研究ハードウェア・推論 🇺🇸 27.07.2026 17:02

Mistral AIエンジニア、BPFtraceを用いてvLLMのメモリリークの真の原因を特定

MistralMistral
Mistral AIのエンジニアは、Mistral Medium 3.1を使用した分離型サービング中に発生したvLLMのメモリリークを調査しました。Pythonツール、Heaptrack、BPFtraceを用いた結果、リークはglibcのシステムコールラッパーを介した直接のmmap呼び出しによるものであり、ヒープ割り当てが原因ではないことが判明しました。

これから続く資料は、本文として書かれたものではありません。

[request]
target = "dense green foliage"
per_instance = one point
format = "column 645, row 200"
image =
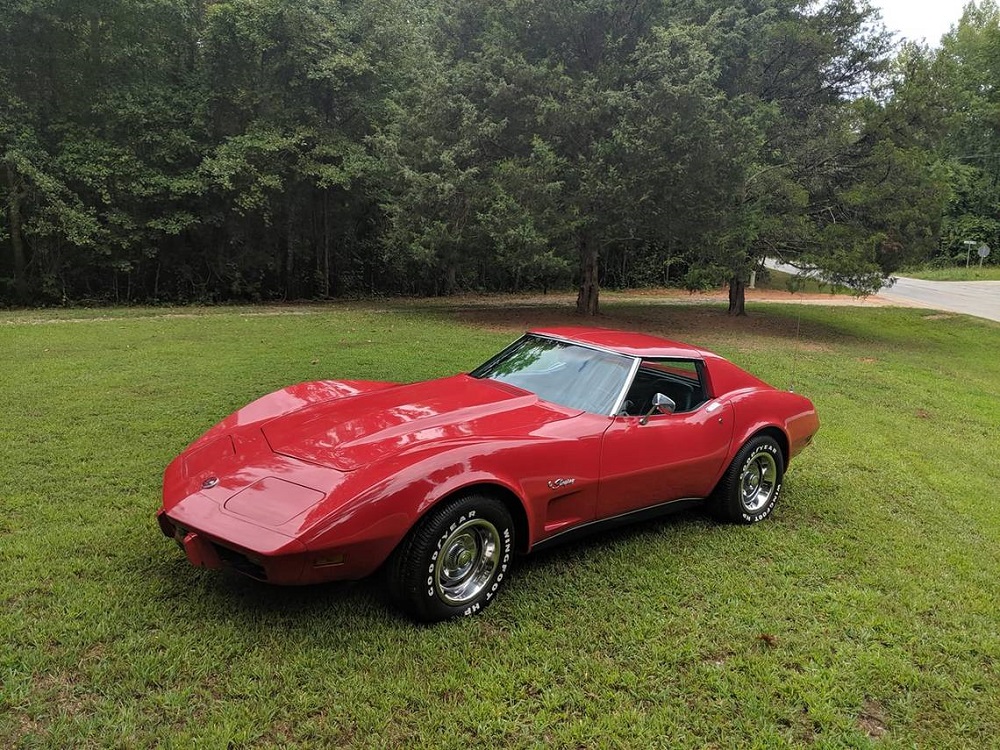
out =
column 185, row 150
column 866, row 607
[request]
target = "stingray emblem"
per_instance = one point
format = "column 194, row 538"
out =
column 555, row 484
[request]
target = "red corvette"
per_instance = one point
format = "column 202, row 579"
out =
column 441, row 482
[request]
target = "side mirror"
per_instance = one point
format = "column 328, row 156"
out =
column 661, row 405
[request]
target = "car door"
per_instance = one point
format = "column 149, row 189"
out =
column 669, row 457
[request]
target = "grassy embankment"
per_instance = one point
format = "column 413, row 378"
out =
column 865, row 608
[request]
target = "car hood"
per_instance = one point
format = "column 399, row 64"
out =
column 349, row 433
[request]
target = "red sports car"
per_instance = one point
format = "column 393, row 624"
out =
column 441, row 482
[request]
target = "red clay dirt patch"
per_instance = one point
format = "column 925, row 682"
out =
column 872, row 720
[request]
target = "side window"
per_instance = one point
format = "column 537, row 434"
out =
column 680, row 379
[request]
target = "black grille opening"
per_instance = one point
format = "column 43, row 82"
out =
column 240, row 563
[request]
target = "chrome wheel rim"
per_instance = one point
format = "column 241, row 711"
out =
column 758, row 481
column 467, row 561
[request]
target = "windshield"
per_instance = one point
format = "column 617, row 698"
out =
column 566, row 374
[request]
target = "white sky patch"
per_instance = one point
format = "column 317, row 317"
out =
column 921, row 20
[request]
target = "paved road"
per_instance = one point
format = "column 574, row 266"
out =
column 980, row 299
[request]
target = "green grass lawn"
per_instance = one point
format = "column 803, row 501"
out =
column 864, row 612
column 959, row 273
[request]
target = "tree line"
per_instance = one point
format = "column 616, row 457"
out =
column 247, row 150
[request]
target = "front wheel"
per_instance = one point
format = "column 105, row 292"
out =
column 453, row 562
column 751, row 485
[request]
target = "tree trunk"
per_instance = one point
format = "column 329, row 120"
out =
column 737, row 296
column 20, row 257
column 586, row 300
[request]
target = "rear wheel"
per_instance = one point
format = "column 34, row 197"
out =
column 454, row 561
column 750, row 487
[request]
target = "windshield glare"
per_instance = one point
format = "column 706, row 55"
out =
column 565, row 374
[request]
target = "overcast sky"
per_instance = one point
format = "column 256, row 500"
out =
column 921, row 19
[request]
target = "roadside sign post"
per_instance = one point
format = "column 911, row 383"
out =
column 968, row 249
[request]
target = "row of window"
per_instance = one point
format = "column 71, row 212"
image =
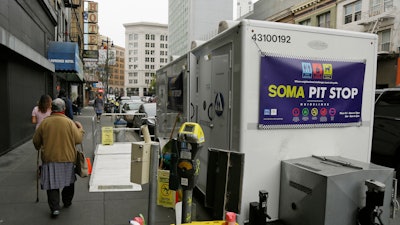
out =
column 135, row 37
column 134, row 45
column 136, row 81
column 352, row 12
column 146, row 66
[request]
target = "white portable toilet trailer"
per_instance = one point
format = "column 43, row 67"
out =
column 272, row 92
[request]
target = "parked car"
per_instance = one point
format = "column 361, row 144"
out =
column 386, row 133
column 146, row 115
column 130, row 107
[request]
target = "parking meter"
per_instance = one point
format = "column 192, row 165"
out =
column 185, row 166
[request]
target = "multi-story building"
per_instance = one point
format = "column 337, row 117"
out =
column 31, row 31
column 146, row 50
column 117, row 73
column 381, row 17
column 190, row 20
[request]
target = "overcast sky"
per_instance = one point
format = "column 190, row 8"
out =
column 114, row 13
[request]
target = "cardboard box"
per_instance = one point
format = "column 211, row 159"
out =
column 140, row 162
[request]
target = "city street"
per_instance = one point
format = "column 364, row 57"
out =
column 18, row 193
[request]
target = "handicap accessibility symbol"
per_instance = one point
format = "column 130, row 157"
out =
column 219, row 104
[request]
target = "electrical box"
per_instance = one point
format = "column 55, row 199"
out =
column 140, row 162
column 321, row 192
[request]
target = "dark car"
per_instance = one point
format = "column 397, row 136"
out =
column 386, row 134
column 130, row 108
column 146, row 115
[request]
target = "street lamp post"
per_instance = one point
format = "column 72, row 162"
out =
column 107, row 63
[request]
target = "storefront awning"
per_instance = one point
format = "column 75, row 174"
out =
column 65, row 56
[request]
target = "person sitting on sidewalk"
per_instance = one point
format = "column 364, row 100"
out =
column 56, row 137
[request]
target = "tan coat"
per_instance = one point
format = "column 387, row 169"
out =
column 57, row 136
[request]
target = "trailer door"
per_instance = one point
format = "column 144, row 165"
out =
column 219, row 113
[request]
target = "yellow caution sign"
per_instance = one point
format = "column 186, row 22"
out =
column 107, row 136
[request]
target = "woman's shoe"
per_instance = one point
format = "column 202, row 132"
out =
column 55, row 213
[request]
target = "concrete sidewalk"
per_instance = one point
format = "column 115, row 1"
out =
column 18, row 193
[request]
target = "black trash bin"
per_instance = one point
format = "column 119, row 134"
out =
column 120, row 134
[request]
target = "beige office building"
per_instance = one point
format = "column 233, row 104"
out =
column 146, row 50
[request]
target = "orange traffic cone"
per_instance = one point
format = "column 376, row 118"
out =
column 89, row 166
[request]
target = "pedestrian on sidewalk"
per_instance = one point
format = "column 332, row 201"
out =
column 98, row 106
column 42, row 110
column 68, row 103
column 57, row 137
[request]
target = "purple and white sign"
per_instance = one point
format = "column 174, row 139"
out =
column 309, row 93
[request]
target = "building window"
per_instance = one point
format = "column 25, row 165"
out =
column 324, row 20
column 384, row 40
column 352, row 12
column 377, row 7
column 305, row 22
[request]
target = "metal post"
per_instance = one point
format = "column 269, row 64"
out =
column 153, row 183
column 187, row 201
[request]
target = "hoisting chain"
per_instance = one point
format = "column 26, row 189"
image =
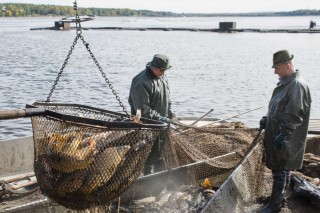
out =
column 79, row 36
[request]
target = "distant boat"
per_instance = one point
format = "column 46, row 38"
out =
column 73, row 19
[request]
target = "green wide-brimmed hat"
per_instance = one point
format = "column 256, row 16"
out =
column 160, row 61
column 281, row 57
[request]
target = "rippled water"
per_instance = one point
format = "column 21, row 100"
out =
column 230, row 73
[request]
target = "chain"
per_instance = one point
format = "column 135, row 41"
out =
column 104, row 76
column 79, row 32
column 62, row 68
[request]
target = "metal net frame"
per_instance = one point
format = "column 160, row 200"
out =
column 86, row 156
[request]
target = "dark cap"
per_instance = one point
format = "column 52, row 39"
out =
column 160, row 61
column 281, row 57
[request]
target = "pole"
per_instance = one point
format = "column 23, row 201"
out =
column 202, row 117
column 234, row 116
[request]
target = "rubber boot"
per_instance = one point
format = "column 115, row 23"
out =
column 277, row 195
column 279, row 183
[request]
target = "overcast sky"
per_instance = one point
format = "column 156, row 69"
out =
column 189, row 6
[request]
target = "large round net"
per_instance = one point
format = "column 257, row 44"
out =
column 85, row 156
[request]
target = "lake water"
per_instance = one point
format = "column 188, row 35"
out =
column 229, row 72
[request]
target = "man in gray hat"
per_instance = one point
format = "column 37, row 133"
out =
column 286, row 126
column 150, row 94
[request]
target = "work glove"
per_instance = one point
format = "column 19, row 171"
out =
column 279, row 141
column 164, row 119
column 263, row 123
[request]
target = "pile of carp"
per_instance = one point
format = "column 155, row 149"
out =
column 75, row 162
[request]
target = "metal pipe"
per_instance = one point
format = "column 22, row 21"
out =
column 21, row 113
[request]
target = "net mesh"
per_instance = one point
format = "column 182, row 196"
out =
column 79, row 164
column 197, row 161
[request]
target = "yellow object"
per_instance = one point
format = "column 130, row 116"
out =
column 206, row 184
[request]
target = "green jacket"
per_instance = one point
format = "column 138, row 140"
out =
column 288, row 112
column 151, row 95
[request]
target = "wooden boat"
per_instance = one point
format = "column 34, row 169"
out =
column 16, row 169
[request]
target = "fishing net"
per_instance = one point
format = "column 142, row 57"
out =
column 86, row 156
column 201, row 159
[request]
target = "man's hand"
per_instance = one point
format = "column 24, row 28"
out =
column 263, row 123
column 164, row 119
column 279, row 141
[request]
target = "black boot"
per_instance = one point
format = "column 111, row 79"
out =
column 277, row 196
column 266, row 209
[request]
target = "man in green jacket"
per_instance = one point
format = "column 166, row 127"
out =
column 286, row 126
column 150, row 94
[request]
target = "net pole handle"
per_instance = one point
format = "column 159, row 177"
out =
column 20, row 113
column 202, row 117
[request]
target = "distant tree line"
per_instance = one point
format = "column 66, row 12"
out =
column 16, row 10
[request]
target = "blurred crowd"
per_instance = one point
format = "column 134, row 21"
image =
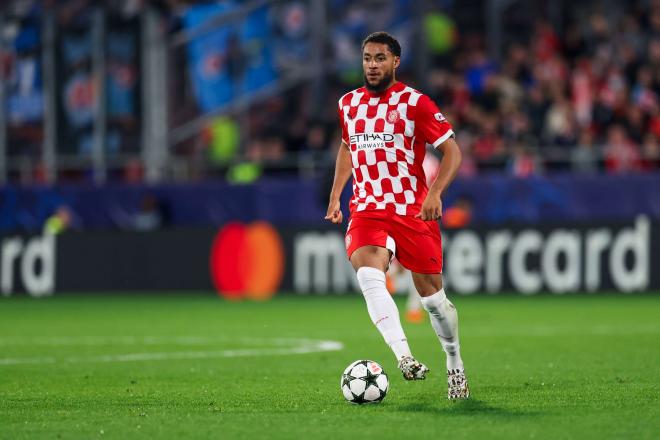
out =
column 579, row 93
column 585, row 100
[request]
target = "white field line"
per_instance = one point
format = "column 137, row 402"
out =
column 80, row 341
column 297, row 346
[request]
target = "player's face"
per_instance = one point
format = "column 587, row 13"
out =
column 378, row 63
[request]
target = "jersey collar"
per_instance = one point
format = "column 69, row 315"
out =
column 396, row 87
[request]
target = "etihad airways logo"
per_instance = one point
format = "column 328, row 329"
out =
column 371, row 141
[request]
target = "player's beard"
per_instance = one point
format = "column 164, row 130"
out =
column 381, row 85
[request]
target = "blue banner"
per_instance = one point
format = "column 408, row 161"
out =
column 230, row 61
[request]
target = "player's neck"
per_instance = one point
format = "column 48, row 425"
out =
column 384, row 91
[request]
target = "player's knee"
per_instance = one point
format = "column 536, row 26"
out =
column 370, row 279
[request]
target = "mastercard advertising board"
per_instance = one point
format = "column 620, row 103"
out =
column 247, row 261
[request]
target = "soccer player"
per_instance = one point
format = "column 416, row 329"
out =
column 385, row 128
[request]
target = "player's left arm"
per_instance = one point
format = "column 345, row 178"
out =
column 451, row 161
column 436, row 130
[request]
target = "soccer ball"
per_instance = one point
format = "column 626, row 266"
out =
column 364, row 382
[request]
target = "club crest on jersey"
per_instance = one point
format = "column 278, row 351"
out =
column 393, row 116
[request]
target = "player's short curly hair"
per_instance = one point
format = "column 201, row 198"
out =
column 384, row 38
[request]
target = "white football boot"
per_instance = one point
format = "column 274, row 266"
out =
column 457, row 387
column 412, row 369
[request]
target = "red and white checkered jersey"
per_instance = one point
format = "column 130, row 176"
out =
column 387, row 136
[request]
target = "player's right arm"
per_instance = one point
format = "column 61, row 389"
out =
column 343, row 170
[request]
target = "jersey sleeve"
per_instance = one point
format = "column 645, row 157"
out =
column 431, row 124
column 342, row 123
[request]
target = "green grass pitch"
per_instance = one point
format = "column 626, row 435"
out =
column 191, row 366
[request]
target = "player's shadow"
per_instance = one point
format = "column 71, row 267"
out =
column 470, row 406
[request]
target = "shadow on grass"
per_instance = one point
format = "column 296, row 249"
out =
column 471, row 406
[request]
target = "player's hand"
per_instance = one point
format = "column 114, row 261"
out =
column 334, row 212
column 431, row 208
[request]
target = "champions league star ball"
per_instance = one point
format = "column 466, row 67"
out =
column 364, row 382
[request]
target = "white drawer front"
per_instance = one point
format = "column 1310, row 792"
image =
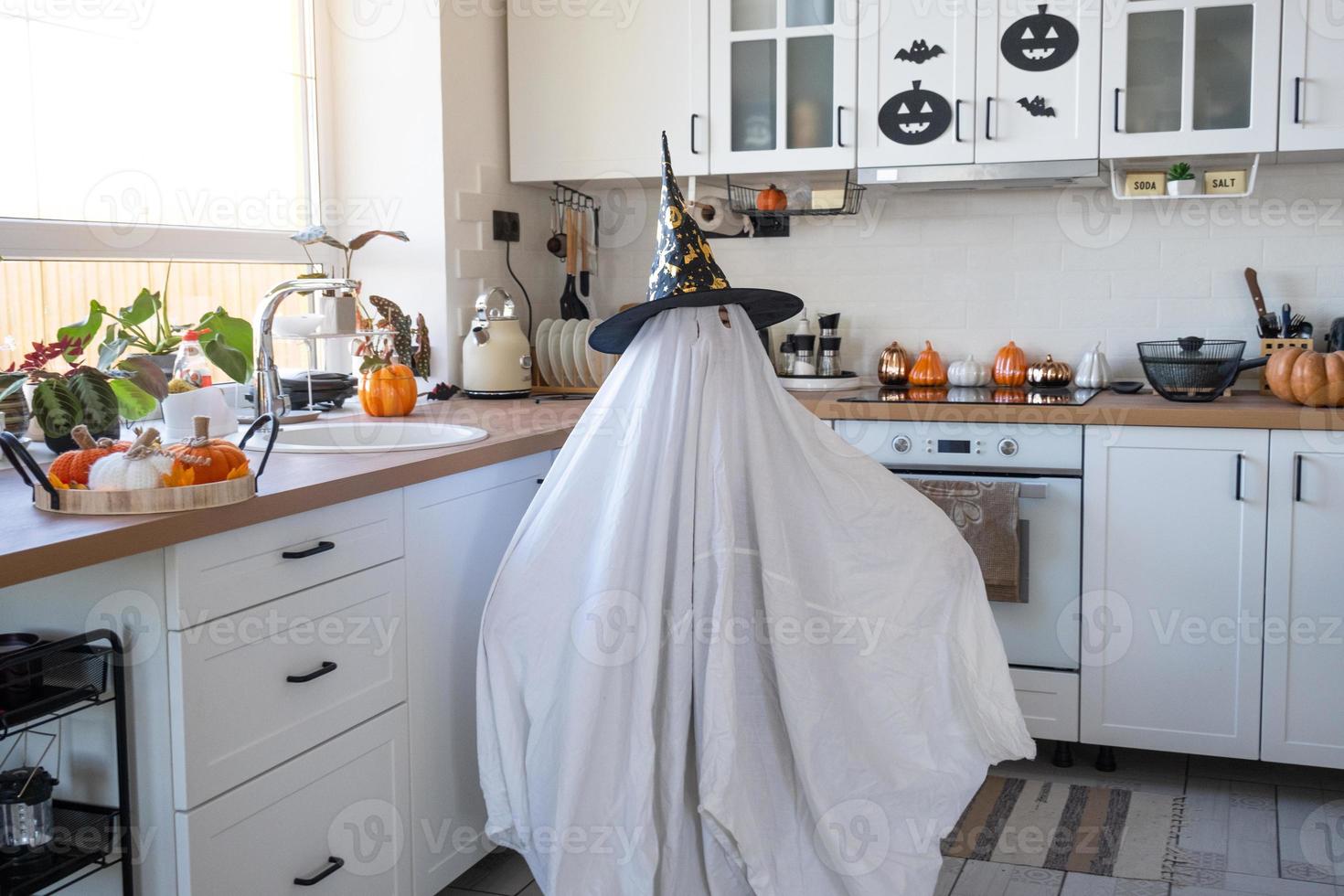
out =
column 1049, row 701
column 237, row 710
column 346, row 799
column 230, row 571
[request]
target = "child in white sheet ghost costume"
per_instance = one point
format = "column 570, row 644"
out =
column 726, row 653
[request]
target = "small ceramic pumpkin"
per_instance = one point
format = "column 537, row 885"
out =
column 929, row 369
column 772, row 199
column 1308, row 378
column 388, row 389
column 140, row 466
column 1093, row 369
column 1011, row 366
column 894, row 366
column 968, row 372
column 214, row 458
column 1050, row 374
column 73, row 468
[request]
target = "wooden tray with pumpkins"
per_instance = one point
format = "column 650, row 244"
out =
column 101, row 477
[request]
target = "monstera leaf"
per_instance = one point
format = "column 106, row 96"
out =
column 97, row 400
column 56, row 407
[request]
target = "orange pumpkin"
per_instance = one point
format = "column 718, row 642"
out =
column 212, row 460
column 772, row 199
column 929, row 369
column 71, row 468
column 1011, row 366
column 388, row 391
column 1303, row 377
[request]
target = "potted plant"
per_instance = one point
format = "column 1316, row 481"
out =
column 1180, row 180
column 91, row 397
column 143, row 329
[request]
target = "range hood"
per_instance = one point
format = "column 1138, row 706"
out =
column 1018, row 175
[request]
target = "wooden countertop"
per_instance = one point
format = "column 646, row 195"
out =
column 1243, row 410
column 37, row 544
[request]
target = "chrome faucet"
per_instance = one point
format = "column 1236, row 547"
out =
column 268, row 398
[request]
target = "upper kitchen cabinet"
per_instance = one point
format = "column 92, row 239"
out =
column 783, row 94
column 1174, row 589
column 1037, row 70
column 1189, row 77
column 1310, row 108
column 949, row 83
column 1304, row 713
column 917, row 83
column 591, row 93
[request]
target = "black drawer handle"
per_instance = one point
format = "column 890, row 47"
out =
column 332, row 867
column 316, row 673
column 322, row 547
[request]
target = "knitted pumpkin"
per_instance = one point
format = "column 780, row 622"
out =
column 140, row 466
column 212, row 460
column 71, row 468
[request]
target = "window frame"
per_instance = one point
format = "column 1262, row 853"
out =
column 53, row 240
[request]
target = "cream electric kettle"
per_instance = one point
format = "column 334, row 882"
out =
column 496, row 357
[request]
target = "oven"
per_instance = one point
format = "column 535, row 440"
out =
column 1040, row 635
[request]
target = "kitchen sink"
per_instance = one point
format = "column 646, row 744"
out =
column 368, row 435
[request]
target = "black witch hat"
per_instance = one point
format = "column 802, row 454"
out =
column 684, row 274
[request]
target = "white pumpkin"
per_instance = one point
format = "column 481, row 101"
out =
column 1093, row 369
column 140, row 466
column 968, row 372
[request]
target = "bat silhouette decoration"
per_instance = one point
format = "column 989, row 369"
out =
column 1037, row 108
column 920, row 53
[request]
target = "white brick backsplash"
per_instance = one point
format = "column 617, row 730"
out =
column 1057, row 271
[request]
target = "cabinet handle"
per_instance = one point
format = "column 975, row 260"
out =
column 322, row 547
column 326, row 667
column 332, row 867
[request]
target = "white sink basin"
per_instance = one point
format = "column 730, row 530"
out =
column 366, row 435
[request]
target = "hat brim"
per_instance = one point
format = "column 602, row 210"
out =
column 765, row 306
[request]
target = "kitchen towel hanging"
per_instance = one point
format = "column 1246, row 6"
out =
column 986, row 513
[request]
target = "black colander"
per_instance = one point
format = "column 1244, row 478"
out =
column 1194, row 368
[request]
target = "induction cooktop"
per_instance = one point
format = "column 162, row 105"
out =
column 968, row 395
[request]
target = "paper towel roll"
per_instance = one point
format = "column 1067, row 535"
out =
column 714, row 215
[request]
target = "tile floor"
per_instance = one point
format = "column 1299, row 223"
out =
column 1252, row 827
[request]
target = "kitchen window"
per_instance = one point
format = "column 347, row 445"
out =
column 139, row 132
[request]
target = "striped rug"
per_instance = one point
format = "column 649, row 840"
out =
column 1095, row 830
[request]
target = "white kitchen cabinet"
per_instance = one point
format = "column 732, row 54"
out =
column 1310, row 106
column 917, row 83
column 784, row 89
column 1189, row 77
column 1037, row 70
column 335, row 817
column 457, row 531
column 589, row 94
column 952, row 83
column 1174, row 589
column 1304, row 660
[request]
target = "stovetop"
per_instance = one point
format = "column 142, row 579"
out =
column 968, row 395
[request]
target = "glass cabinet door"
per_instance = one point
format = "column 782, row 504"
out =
column 785, row 65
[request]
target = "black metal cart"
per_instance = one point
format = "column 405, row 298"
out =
column 37, row 686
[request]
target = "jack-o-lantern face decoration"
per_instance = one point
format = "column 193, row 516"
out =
column 914, row 116
column 1040, row 42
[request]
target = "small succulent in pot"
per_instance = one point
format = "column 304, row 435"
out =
column 1180, row 180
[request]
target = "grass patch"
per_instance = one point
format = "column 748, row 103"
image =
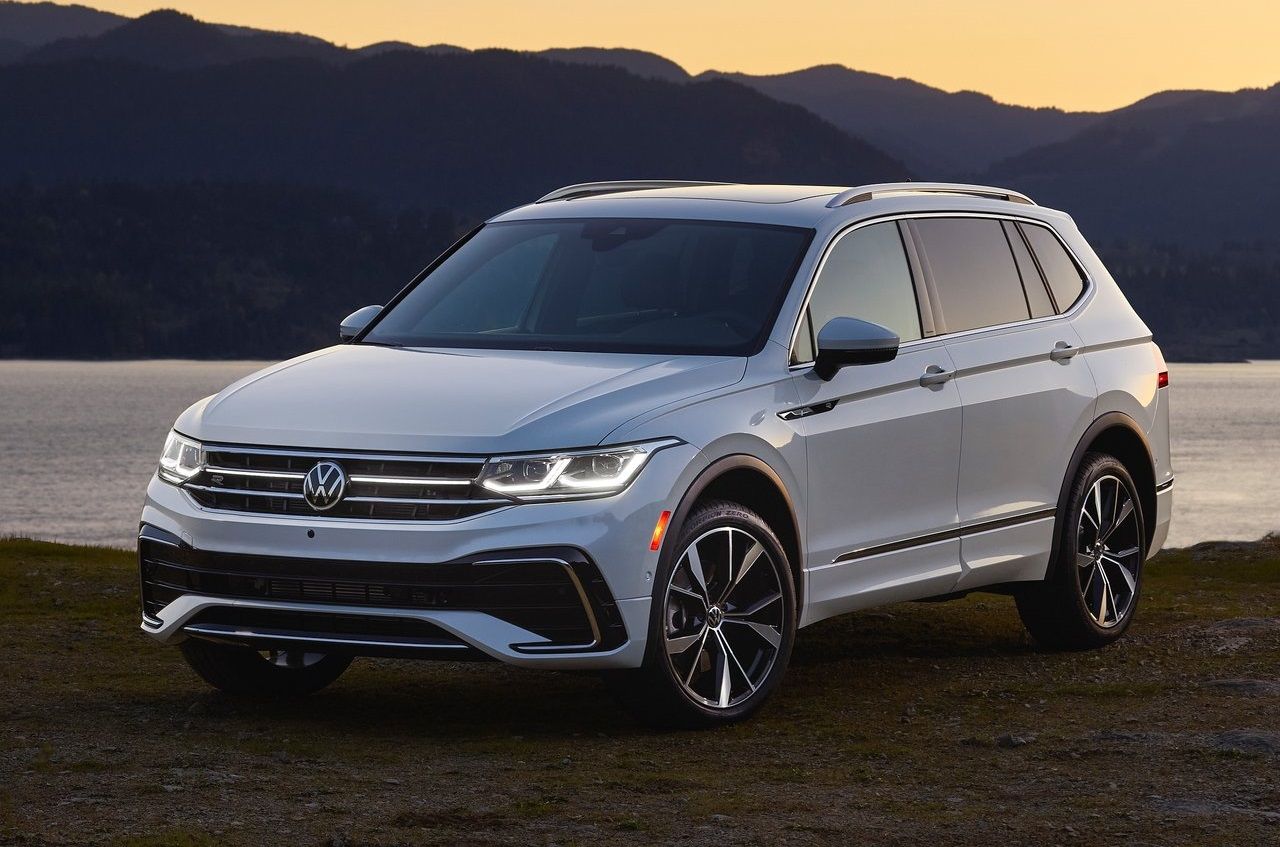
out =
column 885, row 728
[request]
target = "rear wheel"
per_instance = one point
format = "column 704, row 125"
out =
column 722, row 626
column 269, row 673
column 1091, row 598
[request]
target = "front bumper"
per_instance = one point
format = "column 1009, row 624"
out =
column 425, row 589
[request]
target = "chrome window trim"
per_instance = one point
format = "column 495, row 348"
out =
column 1083, row 300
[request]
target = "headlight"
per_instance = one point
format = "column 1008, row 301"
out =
column 182, row 458
column 561, row 476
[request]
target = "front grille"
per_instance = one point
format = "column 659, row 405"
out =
column 557, row 594
column 385, row 488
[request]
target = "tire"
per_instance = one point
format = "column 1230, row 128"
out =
column 1091, row 595
column 720, row 633
column 246, row 672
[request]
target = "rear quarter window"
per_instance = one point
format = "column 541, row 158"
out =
column 1061, row 273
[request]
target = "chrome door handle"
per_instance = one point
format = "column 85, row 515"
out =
column 935, row 375
column 1063, row 351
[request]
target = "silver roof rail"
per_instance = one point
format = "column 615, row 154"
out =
column 590, row 189
column 891, row 189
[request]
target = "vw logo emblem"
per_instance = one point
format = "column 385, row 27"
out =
column 324, row 485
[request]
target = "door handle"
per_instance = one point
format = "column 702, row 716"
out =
column 935, row 375
column 1063, row 351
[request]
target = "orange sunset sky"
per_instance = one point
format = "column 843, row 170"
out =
column 1079, row 54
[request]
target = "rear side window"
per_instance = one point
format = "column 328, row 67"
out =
column 974, row 271
column 1037, row 296
column 1064, row 275
column 867, row 275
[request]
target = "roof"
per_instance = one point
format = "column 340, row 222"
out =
column 781, row 205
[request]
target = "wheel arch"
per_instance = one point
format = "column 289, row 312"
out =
column 748, row 481
column 1119, row 435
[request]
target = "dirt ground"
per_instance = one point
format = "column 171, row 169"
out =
column 913, row 724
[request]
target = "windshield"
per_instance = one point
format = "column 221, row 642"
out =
column 613, row 285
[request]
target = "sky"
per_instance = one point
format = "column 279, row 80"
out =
column 1073, row 54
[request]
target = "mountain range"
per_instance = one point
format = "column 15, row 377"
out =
column 164, row 100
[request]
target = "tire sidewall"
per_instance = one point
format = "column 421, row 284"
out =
column 1092, row 468
column 699, row 522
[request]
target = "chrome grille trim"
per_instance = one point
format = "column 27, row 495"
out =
column 341, row 454
column 214, row 489
column 380, row 486
column 402, row 480
column 265, row 475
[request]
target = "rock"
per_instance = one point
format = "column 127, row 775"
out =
column 1009, row 741
column 1249, row 741
column 1247, row 686
column 1233, row 625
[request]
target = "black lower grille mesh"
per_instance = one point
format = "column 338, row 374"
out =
column 542, row 595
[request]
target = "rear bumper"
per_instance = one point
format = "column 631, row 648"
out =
column 539, row 607
column 1164, row 516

Mistral AIのチームは、フロンティアモデル「Mistral Medium 3.1」を用いた分離型サービングのプレプロダクションテスト中に、vLLMで疑わしいメモリリークを調査しました。このリークは、特定の条件下、すなわちvLLM、Mistral Medium 3.1、グラフコンパイルを有効にし、NIXLを使用したプリフィル/デコード分離設定のデコード側でのみ、システムメモリが毎分400 MBずつ着実に増加するという形で現れました。MemrayやGuppy 3のような初期のPythonツールではリークは検出されず、HeaptrackではピークRSSの不一致のみが明らかになりました。pmapを使用して/proc/<pid>/mapsを監視したところ、アドレスが変化する匿名メモリマッピングの増加が観察され、これはmremapまたは繰り返しのmmap/munmapサイクルの特徴です。正確な原因を特定するために、BPFtraceを使用してシステムコールをトレースしたところ、割り当てがglibcのsyscallラッパー(syscall+29)を介した直接のmmap呼び出しによって行われていることが判明しました。これにより、リークがヒープ管理の外部で発生しており、特定には低レベルのトレースが必要であることが示されました。